The main obstacle is compute. The model is quite large, but hdds are cheap. The real problem is that reconstruction requires a GPU with lots of VRAM. Even with a GPU it's 15 seconds to reconstruct an image in Google Collab. You could do it on CPU, but then it's extremely slow. This is only viable if compute costs go down a lot.
However, a cautionary tale on AI medical image "denoising":
(and beyond, in science)
- See the artifacts?
The algorithm plugs into ambiguous areas of the image stuff it has seen before / it was trained with. So, if such a system was to "denoise" (or compress, which - if you think about it - is basically the same operation) CT scans, X-rays, MRIs, etc., in ambiguous areas it could plug-in diseased tissue where the ground-truth was actually healthy.
Or the opposite, which is even worse: substitute diseased areas of the scan with healthy looking imagery it had been trained on.
Reading recent publications that try to do "denoising" or resolution "enhancement" in medical imaging contexts, the authors seem to be completely oblivious to this pitfall.
(maybe they had a background as World Bank / IMF economists?)
Ie. “There’s a neighbourhood here” is more of an abstraction than “here’s this exact neighbourhood with the correct layout just fuzzy or noisy.”
This could be interesting but I'm wondering if the compression size is more a result of the benefit of what is essentially a massive offline dictionary built into the decoder vs some intrinsic benefit to processing the image in latent space based on the information in the image alone.
That said... I suppose it's actually quite hard to implement a "standard image dictionary" and this could be a good way to do that.
And here we have computers doing the same thing!
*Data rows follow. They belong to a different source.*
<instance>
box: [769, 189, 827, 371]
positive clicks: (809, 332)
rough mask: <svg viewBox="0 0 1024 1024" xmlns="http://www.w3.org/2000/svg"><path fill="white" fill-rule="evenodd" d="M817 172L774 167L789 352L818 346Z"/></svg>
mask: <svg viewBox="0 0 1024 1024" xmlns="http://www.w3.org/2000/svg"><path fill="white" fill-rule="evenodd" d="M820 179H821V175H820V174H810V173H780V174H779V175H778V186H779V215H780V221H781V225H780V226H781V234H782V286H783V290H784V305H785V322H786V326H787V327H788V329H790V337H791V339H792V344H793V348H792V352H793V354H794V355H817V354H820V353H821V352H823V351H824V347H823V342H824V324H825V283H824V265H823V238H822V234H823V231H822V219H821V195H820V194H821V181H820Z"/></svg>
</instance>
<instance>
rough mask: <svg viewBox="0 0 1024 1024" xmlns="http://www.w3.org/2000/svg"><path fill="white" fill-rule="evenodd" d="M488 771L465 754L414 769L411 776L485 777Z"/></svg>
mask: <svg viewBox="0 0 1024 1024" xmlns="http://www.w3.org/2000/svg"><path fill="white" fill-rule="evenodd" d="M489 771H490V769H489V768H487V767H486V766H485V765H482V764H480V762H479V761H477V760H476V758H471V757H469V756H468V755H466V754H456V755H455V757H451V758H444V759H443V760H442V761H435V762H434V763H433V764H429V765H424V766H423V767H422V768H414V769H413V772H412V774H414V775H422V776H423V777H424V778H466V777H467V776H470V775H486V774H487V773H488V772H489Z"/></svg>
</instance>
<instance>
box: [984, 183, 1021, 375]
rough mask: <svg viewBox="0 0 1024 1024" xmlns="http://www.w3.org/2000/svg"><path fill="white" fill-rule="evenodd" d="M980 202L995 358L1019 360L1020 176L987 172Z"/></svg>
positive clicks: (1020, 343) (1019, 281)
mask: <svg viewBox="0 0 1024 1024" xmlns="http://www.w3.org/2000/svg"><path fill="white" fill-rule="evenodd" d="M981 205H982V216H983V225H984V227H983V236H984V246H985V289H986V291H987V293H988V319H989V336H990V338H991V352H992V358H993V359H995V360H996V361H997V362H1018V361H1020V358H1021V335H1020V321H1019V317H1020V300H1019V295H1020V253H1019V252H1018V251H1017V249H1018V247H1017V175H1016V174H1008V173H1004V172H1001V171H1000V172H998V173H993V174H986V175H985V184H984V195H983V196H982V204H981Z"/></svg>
Reconstructing an image from a highly compressed memory and filling in appropriate, if not necessarily exact details. Human eye looks at it casually and yeah, that's it, that's how I remember it. Except that not all the details are right.
Which is one of those "Whoa!" moments, like many many years ago, when I wrote a "Connect 4" implementation in BASIC on the Commodore 64, played it and lost! How did the machine get so smart all of a sudden?
The way this actually works is pretty impressive. I wonder if it could be made lossless or less lossy in a similar manner to FLAC and/or video compression algorithms... basically first do the compression, and then add on a correction that converts the result partially or completely into the true image. Essentially, e.g. encoding real images of the most egregiously modified regions of the photo and putting them back over the result.